How I Monitor 50 Competitors With a Screenshot API

2026-05-02 | Tags: [competitive-intelligence, screenshot-api, automation, python, monitoring, story]

I used to check competitor sites manually. Every Monday morning, I'd open a browser, tab through eight or ten URLs, scan for anything that looked different, and close the tabs feeling like I'd learned almost nothing.

After a few months of this, I built an automated system instead. It now monitors 50 competitor pages, runs twice a day, and emails me a summary with annotated screenshots when anything changes. Here's exactly how it works.

Why Screenshots Over Scraping

My first instinct was to scrape text — extract pricing tables, feature lists, button text. The problem: modern sites change their HTML structure constantly. Selectors break. You spend more time maintaining the scraper than reading the output.

Screenshots sidestep this entirely. I don't care about the DOM structure. I care about what the page looks like — whether the pricing changed, whether they launched a new hero, whether that "Coming Soon" badge disappeared.
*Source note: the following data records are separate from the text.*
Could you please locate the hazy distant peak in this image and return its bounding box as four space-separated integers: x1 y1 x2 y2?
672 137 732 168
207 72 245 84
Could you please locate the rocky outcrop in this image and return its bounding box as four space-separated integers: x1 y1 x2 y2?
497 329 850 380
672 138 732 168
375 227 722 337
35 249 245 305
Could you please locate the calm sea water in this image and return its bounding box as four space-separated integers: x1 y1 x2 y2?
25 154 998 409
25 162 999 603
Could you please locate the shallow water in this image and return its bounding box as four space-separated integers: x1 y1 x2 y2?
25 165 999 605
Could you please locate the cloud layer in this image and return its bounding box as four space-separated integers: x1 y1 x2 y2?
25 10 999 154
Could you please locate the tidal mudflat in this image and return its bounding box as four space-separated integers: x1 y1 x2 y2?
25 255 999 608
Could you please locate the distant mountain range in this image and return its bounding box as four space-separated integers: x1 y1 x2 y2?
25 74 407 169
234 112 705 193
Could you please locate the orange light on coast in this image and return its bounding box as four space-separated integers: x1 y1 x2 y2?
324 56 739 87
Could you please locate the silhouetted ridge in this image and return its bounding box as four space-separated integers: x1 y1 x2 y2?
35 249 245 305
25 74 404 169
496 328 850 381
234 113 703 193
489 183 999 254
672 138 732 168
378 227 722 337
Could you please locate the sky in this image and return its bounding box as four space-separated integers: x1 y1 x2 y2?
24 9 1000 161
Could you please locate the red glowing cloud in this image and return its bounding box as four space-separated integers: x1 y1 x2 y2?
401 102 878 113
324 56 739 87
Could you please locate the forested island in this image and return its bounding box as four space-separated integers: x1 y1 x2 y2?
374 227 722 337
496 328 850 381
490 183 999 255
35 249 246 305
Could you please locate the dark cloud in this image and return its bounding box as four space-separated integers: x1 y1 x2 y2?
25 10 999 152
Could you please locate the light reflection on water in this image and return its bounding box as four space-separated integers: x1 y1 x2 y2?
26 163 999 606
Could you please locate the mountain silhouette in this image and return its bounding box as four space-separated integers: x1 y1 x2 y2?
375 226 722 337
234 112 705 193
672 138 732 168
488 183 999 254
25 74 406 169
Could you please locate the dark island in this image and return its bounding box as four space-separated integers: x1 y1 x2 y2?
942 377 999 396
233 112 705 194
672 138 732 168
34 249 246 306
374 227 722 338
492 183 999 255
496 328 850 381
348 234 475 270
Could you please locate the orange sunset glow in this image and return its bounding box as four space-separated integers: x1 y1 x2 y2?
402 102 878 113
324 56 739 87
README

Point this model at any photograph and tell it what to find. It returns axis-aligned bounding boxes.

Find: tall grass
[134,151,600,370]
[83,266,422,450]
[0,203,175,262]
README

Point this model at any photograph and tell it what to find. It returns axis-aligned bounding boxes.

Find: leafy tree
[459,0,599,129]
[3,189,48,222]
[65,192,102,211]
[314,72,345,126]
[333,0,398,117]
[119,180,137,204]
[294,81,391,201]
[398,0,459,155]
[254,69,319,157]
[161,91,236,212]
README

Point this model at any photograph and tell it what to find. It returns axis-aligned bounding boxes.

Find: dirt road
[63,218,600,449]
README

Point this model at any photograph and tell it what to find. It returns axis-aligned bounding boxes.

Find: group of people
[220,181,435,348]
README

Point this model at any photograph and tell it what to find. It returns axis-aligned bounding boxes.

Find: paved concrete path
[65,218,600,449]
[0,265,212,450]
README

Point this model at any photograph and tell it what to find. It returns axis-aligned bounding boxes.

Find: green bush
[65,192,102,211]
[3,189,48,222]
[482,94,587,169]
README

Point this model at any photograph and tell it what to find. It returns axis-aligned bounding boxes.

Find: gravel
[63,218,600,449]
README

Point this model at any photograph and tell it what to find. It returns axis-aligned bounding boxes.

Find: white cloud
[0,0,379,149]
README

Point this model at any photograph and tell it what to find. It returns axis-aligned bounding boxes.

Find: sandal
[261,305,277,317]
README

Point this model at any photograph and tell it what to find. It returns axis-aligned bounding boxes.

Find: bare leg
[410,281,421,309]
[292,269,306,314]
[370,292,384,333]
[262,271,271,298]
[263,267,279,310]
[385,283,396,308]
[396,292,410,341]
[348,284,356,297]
Screenshots capture exactly what a human would see.

The downside is you can't grep a screenshot. But combined with a pixel-diff to detect changes, and a manual review step for anything flagged, it's far more reliable than text extraction for competitive monitoring.

The Architecture

Cron (2x/day at 08:00 and 20:00 UTC)
    → Capture screenshots of all 50 pages
    → Compare against last capture (pixel diff)
    → For pages with > 2% change: flag for review
    → Send summary email with flagged pages + diff images
    → Archive all captures with timestamp

Step 1: The Competitor List

I maintain a YAML file with the URLs I monitor, organized by category:

# competitors.yml
categories:
  pricing:
    - name: "Competitor A"
      url: "https://competitor-a.com/pricing"
      threshold: 1.5  # % pixel change to flag
    - name: "Competitor B"
      url: "https://competitor-b.com/pricing"
      threshold: 2.0

  homepage:
    - name: "Competitor A"
      url: "https://competitor-a.com"
      threshold: 5.0  # homepages change more, higher threshold
    - name: "Competitor C"
      url: "https://competitor-c.com"
      threshold: 5.0

  features:
    - name: "Competitor A"
      url: "https://competitor-a.com/features"
      threshold: 2.0

The per-URL threshold matters: pricing pages should trigger on small changes (maybe they bumped a price $1). Homepages change all the time for A/B tests and shouldn't flood your inbox on every carousel update.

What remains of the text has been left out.